On the downside, censorship is becoming more pervasive. Many countries around the world have gone to råemarkable lengths to restrict access to content on the Internet.   According to the Open Net Initiative, twelve countries around the world have implemented some pervasive form of censorship.  Internet censorship has also played a significant role in political events, such as the Iranian elections.  A report by Freedom House last year also reported on the state of censorship, and found that censorship is now prevalent in nearly 60 countries around the world.  Internet censorship also matters more as increasingly more people use the Internet to communicate.

On the other hand, building circumvention tools is easier.
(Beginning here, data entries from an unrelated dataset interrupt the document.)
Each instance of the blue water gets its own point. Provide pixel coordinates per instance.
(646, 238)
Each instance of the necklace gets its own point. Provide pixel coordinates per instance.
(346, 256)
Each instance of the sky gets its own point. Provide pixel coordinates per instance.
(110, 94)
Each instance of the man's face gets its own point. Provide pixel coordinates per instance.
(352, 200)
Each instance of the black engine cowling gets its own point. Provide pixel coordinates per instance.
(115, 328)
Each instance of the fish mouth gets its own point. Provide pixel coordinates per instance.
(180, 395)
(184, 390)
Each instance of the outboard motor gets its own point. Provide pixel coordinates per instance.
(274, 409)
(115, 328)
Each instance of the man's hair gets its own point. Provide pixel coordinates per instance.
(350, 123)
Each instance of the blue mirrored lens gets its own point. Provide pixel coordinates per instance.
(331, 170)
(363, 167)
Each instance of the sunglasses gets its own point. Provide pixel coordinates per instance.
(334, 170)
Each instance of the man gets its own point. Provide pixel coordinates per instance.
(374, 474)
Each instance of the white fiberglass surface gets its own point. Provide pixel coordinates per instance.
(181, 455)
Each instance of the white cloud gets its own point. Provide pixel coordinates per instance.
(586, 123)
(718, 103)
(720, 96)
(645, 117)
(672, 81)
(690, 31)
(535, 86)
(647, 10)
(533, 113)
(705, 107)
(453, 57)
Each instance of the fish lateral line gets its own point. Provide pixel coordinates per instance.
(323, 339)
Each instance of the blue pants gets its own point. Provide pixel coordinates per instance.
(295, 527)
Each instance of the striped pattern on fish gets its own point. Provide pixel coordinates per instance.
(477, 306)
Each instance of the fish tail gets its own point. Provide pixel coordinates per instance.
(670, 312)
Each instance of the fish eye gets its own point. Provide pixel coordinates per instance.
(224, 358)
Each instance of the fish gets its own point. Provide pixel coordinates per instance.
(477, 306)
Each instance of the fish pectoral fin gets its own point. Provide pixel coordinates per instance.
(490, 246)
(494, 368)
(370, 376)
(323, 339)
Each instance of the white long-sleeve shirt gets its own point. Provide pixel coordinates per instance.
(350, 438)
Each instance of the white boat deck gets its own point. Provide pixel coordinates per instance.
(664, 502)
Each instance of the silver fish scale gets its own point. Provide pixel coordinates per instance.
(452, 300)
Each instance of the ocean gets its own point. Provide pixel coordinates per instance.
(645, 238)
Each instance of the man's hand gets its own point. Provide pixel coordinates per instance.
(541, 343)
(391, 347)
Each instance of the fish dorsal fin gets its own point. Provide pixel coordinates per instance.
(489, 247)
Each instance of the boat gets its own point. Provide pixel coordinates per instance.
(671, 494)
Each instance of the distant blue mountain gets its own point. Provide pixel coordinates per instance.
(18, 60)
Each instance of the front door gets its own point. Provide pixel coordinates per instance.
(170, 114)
One of the major problems with Infranet was that it required philanthropic individuals to host dedicated infrastructure.  Since ten years ago, however, “Web 2.0” has made it much easier for the average user to publish content on the Internet.  Users no longer have to maintain our own Web servers to host photos, videos, etc.  It occurred to me, then, that censorship circumvention technologies could also ride the Web 2.0 wave, using infrastructure in the cloud as the foundation for hiding information and building covert channels.  Sites such as Flickr that host “user generated content” appeared the perfect place to create “drop sites” for users to hide and exchange censored content.

Collage. Based on these observations, we designed Collage, which allows users to hide messages in photos that they post to user-generated content sites like Flickr and Twitter.  The tool allows message senders to hide messages in photos and tweets and upload them to respective user-generated content sites.  Its design has several advantages.  First, it does not require users to set up fixed infrastructure (e.g., Web servers).  Second, it uses erasure coding to “spread” any single message across multiple drop sites, making the system more robust to blocking than a proxy-based system.  Collage appeared at USENIX Security Symposium last Friday (paper here) and has appeared in the press recently.  Time will tell whether this tool sees more widespread adoption.
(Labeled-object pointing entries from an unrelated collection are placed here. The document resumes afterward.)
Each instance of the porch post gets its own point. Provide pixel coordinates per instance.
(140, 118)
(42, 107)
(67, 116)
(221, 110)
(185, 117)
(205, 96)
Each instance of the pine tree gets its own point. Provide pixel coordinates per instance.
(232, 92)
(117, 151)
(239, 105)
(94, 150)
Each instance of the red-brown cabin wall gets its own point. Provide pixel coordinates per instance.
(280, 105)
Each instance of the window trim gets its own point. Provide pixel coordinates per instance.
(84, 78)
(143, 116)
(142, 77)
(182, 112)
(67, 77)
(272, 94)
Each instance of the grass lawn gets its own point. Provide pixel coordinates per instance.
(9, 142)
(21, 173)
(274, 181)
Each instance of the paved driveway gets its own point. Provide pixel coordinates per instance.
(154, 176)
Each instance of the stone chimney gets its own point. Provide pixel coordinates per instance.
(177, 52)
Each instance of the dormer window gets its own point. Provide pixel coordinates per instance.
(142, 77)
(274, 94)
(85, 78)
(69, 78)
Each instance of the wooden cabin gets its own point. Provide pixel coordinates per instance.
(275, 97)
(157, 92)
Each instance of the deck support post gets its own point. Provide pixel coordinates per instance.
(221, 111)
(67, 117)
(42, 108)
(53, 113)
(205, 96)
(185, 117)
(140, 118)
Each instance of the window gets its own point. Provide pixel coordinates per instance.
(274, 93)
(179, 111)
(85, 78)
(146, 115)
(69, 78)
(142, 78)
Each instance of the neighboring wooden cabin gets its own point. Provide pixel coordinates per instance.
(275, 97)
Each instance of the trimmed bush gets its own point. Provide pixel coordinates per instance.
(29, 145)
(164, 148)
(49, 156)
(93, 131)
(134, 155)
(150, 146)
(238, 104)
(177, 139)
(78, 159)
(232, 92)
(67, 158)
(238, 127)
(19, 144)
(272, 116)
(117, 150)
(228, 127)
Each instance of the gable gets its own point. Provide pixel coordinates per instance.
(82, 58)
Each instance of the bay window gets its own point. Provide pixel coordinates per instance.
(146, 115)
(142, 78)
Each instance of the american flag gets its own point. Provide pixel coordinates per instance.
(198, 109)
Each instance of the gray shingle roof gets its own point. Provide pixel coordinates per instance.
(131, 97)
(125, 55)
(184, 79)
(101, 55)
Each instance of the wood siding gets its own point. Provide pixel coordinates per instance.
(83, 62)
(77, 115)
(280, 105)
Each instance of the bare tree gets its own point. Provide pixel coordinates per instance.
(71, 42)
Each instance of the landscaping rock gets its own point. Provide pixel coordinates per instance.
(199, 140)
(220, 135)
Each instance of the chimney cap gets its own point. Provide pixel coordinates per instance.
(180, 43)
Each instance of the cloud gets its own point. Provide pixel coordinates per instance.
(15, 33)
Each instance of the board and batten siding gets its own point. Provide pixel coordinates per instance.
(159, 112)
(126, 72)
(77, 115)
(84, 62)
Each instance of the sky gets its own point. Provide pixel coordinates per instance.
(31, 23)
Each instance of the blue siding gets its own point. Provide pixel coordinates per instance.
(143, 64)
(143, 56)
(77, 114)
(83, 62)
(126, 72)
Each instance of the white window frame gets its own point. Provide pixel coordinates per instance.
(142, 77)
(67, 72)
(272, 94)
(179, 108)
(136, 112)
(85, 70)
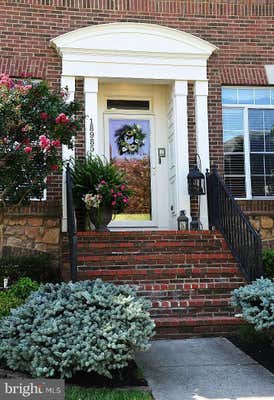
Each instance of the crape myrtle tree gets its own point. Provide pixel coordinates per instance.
(34, 123)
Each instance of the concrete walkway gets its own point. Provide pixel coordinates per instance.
(204, 369)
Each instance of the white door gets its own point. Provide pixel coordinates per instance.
(130, 144)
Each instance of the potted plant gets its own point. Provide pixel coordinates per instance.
(100, 188)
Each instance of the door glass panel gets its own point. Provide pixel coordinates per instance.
(129, 141)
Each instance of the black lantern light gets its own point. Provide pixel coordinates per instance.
(196, 182)
(182, 221)
(194, 224)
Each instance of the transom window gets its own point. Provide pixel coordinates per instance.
(248, 120)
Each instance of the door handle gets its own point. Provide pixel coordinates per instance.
(161, 154)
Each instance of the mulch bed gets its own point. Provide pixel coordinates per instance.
(262, 353)
(126, 377)
(130, 376)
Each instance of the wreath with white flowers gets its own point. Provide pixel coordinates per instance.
(130, 138)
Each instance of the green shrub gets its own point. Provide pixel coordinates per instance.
(248, 334)
(83, 326)
(37, 267)
(16, 295)
(268, 262)
(257, 303)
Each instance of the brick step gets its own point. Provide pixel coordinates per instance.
(159, 246)
(193, 307)
(155, 274)
(140, 259)
(147, 235)
(198, 293)
(185, 327)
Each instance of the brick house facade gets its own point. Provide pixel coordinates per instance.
(241, 31)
Lessons and Looking Forward

My experience with research in Internet censorship taught me an important lesson for research in general: continually reconsider old problems. An old problem that was once uninteresting or unsolvable might become tractable because of other, seemingly unrelated developments.  In the case of Collage, the advent of Web 2.0 allowed us to significantly advance the state of art over a system like Infranet.  It is worth repeatedly asking yourself about what bearing a particular development might have on any other problem, even if the two areas seem unrelated.  You might find the right-sized hammer for your nail in the most unlikely of places.

We still don’t understand very much about Internet censorship.  We are still trying to understand its extent.  We have even less understanding of how various circumvention technologies work in practice.  It’s even harder to try to “measure” the level of deniability or robustness that a censorship circumvention tool might provide.  Debugging is also difficult: When a certain circumvention technology fails, is the failure a bug, or a direct consequence of censorship?  Finally, getting the software into the hands of the people who need it and helping them get set up (“bootstrapping”) remains a challenging problem, particularly considering that any information that a normal user could get is also accessible to a censor.  Given this wide array of open questions—ranging from theory to practice, and from technology to policy—I believe we may be at the dawn of a new and exciting research area.